━━━━━━━━━━━━━━━━━━━━━━━━━━━━━━━━━━━
山田玲司のヤングサンデー 第396号 2022/7/4

「いい子」とは何か?

━━━━━━━━━━━━━━━━━━━━━━━━━━━━━━━━━━━

「いい子になんかなるなよ」

これが僕の育った時代のスローガンだった。


「大人は嘘つきだ」「奴らに服従したら終わりだ」・・なんて。

当時の漫画やドラマや歌謡曲にはそんなメッセージで溢れていた。


80年代後期にはそんな若者の抵抗も薄れていくのだけど、僕と同世代の尾崎豊は最後まで「大人」に抵抗していた。

彼は「学生運動の最後の花火」みたいに僕には見えた。


その後、尾崎豊はあっけなく死んで、チェルノブイリが忘れられ「不良」は劣化してDQNとなり、大人への抵抗は「中2病」と冷笑され、戦後日本の「思春期」は終わった。
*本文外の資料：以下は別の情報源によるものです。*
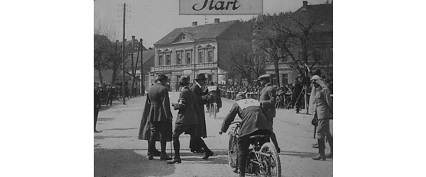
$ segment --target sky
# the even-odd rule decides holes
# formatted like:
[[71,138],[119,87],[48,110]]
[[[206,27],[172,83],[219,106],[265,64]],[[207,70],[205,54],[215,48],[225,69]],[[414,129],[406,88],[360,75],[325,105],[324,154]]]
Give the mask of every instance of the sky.
[[[226,0],[222,0],[225,1]],[[263,0],[263,14],[295,11],[300,8],[303,0]],[[324,4],[327,0],[307,0],[308,5]],[[331,2],[332,1],[329,1]],[[94,0],[93,2],[94,29],[102,27],[113,34],[111,41],[123,40],[123,4],[126,4],[125,38],[134,35],[143,39],[146,48],[175,28],[233,20],[247,21],[254,15],[179,15],[179,0]],[[207,19],[206,19],[207,18]]]

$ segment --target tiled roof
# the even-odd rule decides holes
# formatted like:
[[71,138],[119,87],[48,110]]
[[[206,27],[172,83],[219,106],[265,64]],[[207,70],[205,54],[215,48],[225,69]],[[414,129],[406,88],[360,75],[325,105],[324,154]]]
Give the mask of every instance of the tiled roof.
[[207,24],[202,25],[190,26],[176,28],[155,42],[154,45],[172,43],[176,38],[181,35],[184,32],[187,32],[188,37],[192,39],[192,34],[195,35],[195,40],[216,38],[226,30],[229,26],[239,22],[238,20],[219,22],[217,23]]

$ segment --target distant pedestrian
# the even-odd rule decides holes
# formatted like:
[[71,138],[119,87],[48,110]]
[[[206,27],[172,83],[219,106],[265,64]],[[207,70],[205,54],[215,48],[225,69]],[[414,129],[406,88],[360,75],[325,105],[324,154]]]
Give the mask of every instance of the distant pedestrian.
[[102,104],[101,99],[96,92],[96,90],[93,90],[93,132],[98,132],[96,130],[96,122],[97,122],[97,116]]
その後の日本社会は、若者が「不良」になる余裕さえなく、バラバラにされた個人はそれぞれの「生存戦略」に迷い、結果的に「公務員」や「外資系」あるいは「上手く儲けてる(かに見える)新自由主義のカリスマ」などに向かった。


もはや「危うい自由」なんかより「組織内での地位向上」の方が現実的な生存戦略だ、という時代になって久しい。


つまり「いい子」になるしか生きられない時代になったのだ。


いや・・そういう雰囲気が蔓延しているのが今の日本ということだろう。



今回ヤンサンで取り上げた「ワールドトリガー」はそんな「いい子たち世代」のマジメな格闘が描かれた漫画だった。
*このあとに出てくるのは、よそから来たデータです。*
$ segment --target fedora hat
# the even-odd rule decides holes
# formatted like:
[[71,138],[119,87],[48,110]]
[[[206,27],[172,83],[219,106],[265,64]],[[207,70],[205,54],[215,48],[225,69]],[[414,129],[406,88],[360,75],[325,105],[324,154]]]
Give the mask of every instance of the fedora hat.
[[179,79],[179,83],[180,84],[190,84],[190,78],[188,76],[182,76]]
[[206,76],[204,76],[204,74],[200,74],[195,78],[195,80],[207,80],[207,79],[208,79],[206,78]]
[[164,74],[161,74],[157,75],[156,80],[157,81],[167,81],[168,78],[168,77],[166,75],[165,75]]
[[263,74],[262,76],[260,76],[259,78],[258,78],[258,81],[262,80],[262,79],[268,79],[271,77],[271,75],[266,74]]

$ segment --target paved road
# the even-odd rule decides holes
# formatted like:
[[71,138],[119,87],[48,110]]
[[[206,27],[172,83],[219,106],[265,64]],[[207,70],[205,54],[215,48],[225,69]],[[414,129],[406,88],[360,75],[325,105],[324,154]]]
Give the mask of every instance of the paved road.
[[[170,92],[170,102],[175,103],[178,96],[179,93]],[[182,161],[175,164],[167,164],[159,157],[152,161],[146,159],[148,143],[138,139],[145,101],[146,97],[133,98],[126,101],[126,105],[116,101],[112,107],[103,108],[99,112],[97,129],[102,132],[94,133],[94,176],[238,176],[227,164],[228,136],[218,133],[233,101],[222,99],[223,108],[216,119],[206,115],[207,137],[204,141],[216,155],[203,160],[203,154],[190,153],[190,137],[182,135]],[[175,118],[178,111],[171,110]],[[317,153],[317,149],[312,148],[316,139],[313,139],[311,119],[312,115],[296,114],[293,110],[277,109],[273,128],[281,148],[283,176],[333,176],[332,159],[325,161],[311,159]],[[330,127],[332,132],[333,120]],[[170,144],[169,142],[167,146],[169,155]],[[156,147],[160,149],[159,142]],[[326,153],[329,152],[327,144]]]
「進撃の巨人」のような「腐った大人達」への怒りはこの漫画には感じられない。


この漫画の中の若者たちは「信じられる大人に見守られ」「仲間と試行錯誤や失敗を重ね」「助け合いながら現実の問題に向き合う」という夢のような青春を送っているのだ。


「若者の闘いはかくあって欲しい」という祈りのような漫画だ。


ヤンサンの中でおっくんが「こういうのがやりたかったんだけど、できなかったんすよ!」と言っていたけど、本当に今の社会は「まともに闘うこと」ができない。



「いい子」でも「満足のいく闘い」ができない。

かといって「不良」では生きていけない。


そんな中で「報われない、いい子」が日本中に溢れている。

みんな不安で泣いている。


僕にはそう見える。



【いい子とは何か?】


しかし、そもそも「いい子」とは何だろう。